Chinese forces erect ballistic missiles at night. China’s SC-19 ASAT is believed to be derived from the DF-21C ballistic missile.

WASHINGTON: The US must find a balance between countering China’s antisatellite (ASAT) weapons efforts and cooperating with it to stave off broader risks to the space operational environment, says a new Brookings Institution report.

“The United States faces a fundamental dilemma as it attempts to effectively manage China’s rise as a major actor in outer space,” says author Frank Rose, State Department assistant secretary for arms control under President Barak Obama. “On one hand, China’s development of anti-satellite weapons represents a direct threat to U.S. and allied space systems. On the other hand, it is difficult to see how the United States and the international community will be able to address the key challenges facing the outer space environment — i.e., the growth of orbital debris and the rise of mega constellations — without engaging with China.”

Managing China’s Rise In Outer Space says the US must live with the fact that China will be a peer in space, both militarily and in the civil and commercial spheres. For example, the report points out that China is second only to the US in the number of military and commercial remote sensing satellites it operates.

While the US needs to deter China’s growing ASAT capabilities, it also must boost languishing diplomatic relations with Beijing on space issues that are, by necessity and physics, of mutual concern.

Such a strategy should include:

  • “Enhancing deterrence and increasing resiliency against Chinese ASAT threats;
  • Reinvigorating the U.S.-China bilateral dialogue on space security issues;
  • Continuing the U.S.-China Civil Space Dialogue;
  • Developing bilateral and multilateral norms of behavior for outer space;
  • Identifying ways to cooperate with China on pragmatic civil space projects; and,
  • Reviewing current congressional limitations on civil space cooperation with China.”

Rose notes that, while the Trump administration has taken efforts to counter Chinese ASAT capabilities, it has also allowed diplomatic efforts to languish.

“After a robust period of dialogue during the Obama administration, the bilateral U.S.-China dialogue on space security has been largely neglected in the Trump administration,” the paper says.

The Trump White House is trying to woo China on one aspect of future space endeavors: resource extraction. As I reported early last month, the White House sees Beijing as a potential ally in its efforts to establish the somewhat controversial legal status of commercial mining of the Moon and asteroids.

Rose documents China’s growing space presence, noting that “China currently operates over 120 intelligence, surveillance and reconnaissance (ISR) and remote sensing satellites, second only to the United States.”

Beijing isn’t satisfied with the status quo so it continues to improve those capabilities, “as demonstrated by the July 2018 launch of the Gaofen-11, its highest resolution imagery satellite to date. Since then, China has launched 14 Gaofen satellites into orbit.,” the study notes.

China also “operates approximately 34 communication satellites, of which about four are dedicated exclusively for military uses,” Rose’s study states, while also expanding its BeiDou precision, navigation, and timing (PNT) system that, similar to the US GPS system, will this year reach its goal of global coverage.

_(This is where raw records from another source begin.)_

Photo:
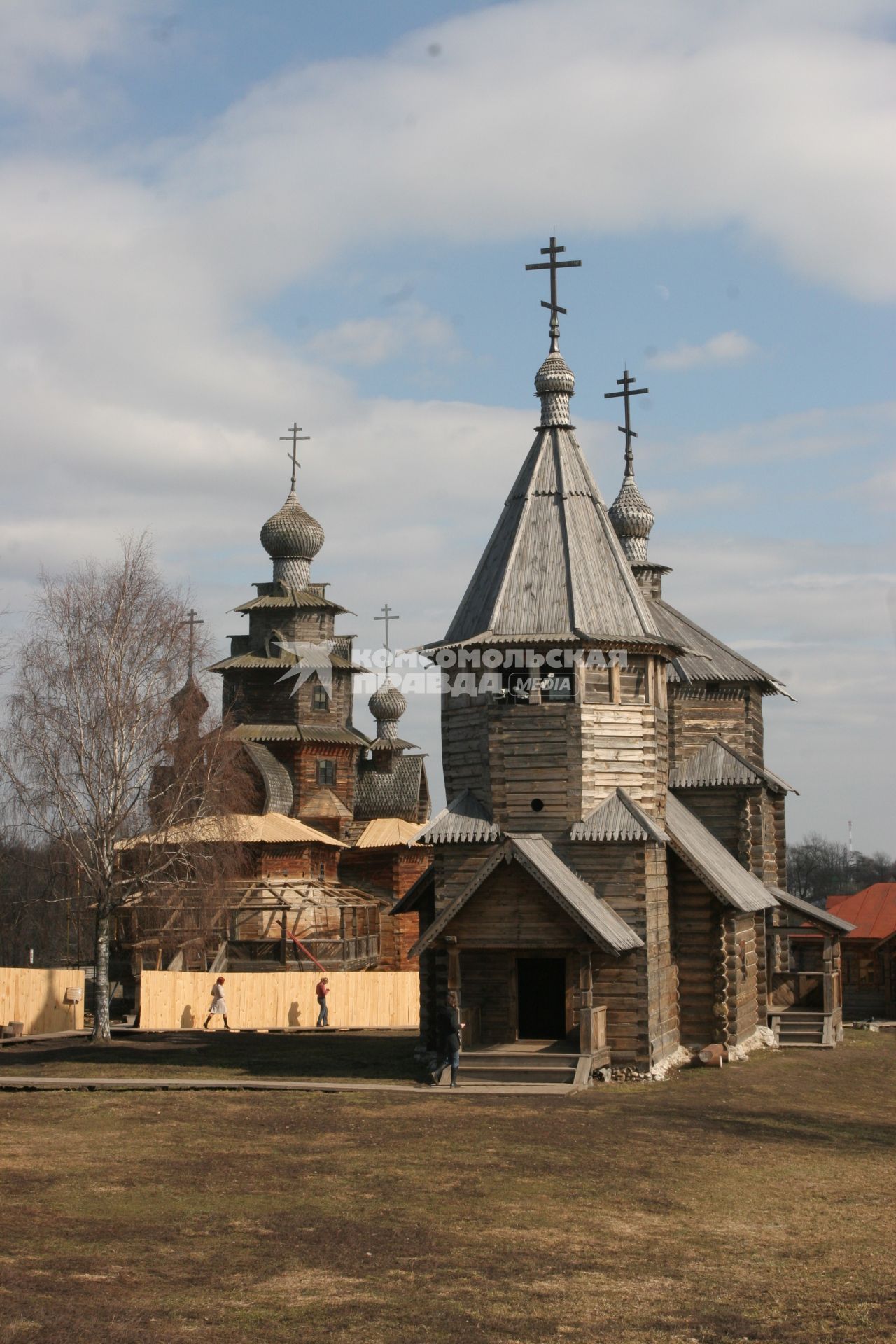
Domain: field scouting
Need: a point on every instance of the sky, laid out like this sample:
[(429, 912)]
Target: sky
[(218, 218)]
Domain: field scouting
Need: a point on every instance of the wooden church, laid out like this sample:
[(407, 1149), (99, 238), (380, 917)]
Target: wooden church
[(609, 872), (328, 832)]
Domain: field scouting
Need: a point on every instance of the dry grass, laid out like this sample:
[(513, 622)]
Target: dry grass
[(372, 1056), (755, 1203)]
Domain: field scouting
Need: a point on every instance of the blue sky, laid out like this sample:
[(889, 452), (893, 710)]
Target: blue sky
[(216, 218)]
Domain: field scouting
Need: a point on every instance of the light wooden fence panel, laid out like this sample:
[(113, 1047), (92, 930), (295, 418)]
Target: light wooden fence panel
[(35, 997), (172, 999)]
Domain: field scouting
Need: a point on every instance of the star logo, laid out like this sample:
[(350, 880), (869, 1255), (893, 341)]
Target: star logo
[(311, 660)]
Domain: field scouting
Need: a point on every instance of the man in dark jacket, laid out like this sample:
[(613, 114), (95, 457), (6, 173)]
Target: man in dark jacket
[(449, 1040)]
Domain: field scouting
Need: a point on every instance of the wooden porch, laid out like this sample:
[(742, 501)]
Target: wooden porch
[(493, 1041)]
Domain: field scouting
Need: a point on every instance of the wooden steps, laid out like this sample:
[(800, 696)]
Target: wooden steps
[(538, 1068), (804, 1030)]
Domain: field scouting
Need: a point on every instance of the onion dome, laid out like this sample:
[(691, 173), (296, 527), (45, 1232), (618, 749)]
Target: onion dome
[(387, 705), (555, 385), (631, 519), (292, 538), (292, 533)]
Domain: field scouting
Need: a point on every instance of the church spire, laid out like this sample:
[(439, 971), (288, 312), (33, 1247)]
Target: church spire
[(630, 514), (554, 382), (292, 537), (554, 568)]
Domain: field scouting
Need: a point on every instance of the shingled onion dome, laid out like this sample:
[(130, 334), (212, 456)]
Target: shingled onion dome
[(555, 385), (292, 538), (631, 518), (387, 705)]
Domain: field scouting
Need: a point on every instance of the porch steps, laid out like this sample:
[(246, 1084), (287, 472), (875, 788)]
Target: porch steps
[(801, 1028), (548, 1069)]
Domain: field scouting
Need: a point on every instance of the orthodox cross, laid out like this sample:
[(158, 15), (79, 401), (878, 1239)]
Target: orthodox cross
[(192, 622), (554, 267), (388, 615), (628, 393), (295, 437)]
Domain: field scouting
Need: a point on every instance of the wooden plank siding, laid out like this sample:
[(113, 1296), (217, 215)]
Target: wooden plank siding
[(729, 711), (172, 999), (35, 997)]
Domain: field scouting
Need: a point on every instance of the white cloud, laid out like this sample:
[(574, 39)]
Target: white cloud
[(139, 391), (412, 330), (812, 435), (45, 46), (777, 120), (724, 349)]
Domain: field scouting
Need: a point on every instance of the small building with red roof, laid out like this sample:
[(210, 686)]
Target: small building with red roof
[(869, 951)]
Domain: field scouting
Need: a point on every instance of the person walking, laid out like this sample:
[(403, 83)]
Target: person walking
[(218, 1004), (323, 990), (450, 1027)]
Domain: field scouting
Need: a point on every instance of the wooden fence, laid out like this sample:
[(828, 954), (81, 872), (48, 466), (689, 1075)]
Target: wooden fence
[(172, 999), (35, 997)]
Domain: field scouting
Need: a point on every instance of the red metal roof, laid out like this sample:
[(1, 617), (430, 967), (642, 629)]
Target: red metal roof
[(872, 910)]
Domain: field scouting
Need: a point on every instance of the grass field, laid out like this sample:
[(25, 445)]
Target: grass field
[(752, 1203), (362, 1056)]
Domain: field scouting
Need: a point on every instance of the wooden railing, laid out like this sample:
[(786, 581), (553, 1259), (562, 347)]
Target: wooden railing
[(593, 1030), (792, 988), (332, 953)]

The expansion of the BeiDou will “likely improve its ability to target precision-guided munitions, and lessen China’s dependence on GPS, which the Chinese government fears the United States might deny access to during a crisis,” the Brookings report stresses.

China’s ASAT ambitions have been well documented, most recently by two studies on global counterspace developments — authored respectively by the Center for Strategic and International Studies (CSIS) and Secure World Foundation (SWF). The studies, released at the end of March, found substantial open-source evidence of a variety of Chinese efforts to develop counterspace-related technology — from radio-frequency jamming to lasers for blinding satellites to ground-based missiles to on-orbit ‘killer satellite’ techniques.

The studies differ slightly on the level of the threat constituted by those efforts, however, based on the state of technological progress.

SWF’s “Global Counterspace Capabilities” was the more cautious of the two, saying that that China’s ability to destroy satellites in Low Earth Orbit (LEO, up to 2,000 kilometers in altitude where most observation satellites operate) “is likely mature and likely operationally fielded on mobile launchers.” The premier ASAT weapon thought to be in the PLA’s arsenal is the SC-19, which experts believe is modeled on the DF-21C ballistic missile with a range of between 2,150 and 2,500 kilometers, SWF said.

CSIS, in “Space Threat Assessment 2020,” sounds a much bigger alarm. China already “has started training” specialize units of the Strategic Space Force (SSF) using direct-ascent kinetic ASATs capable of destroying satellites, CSIS warns.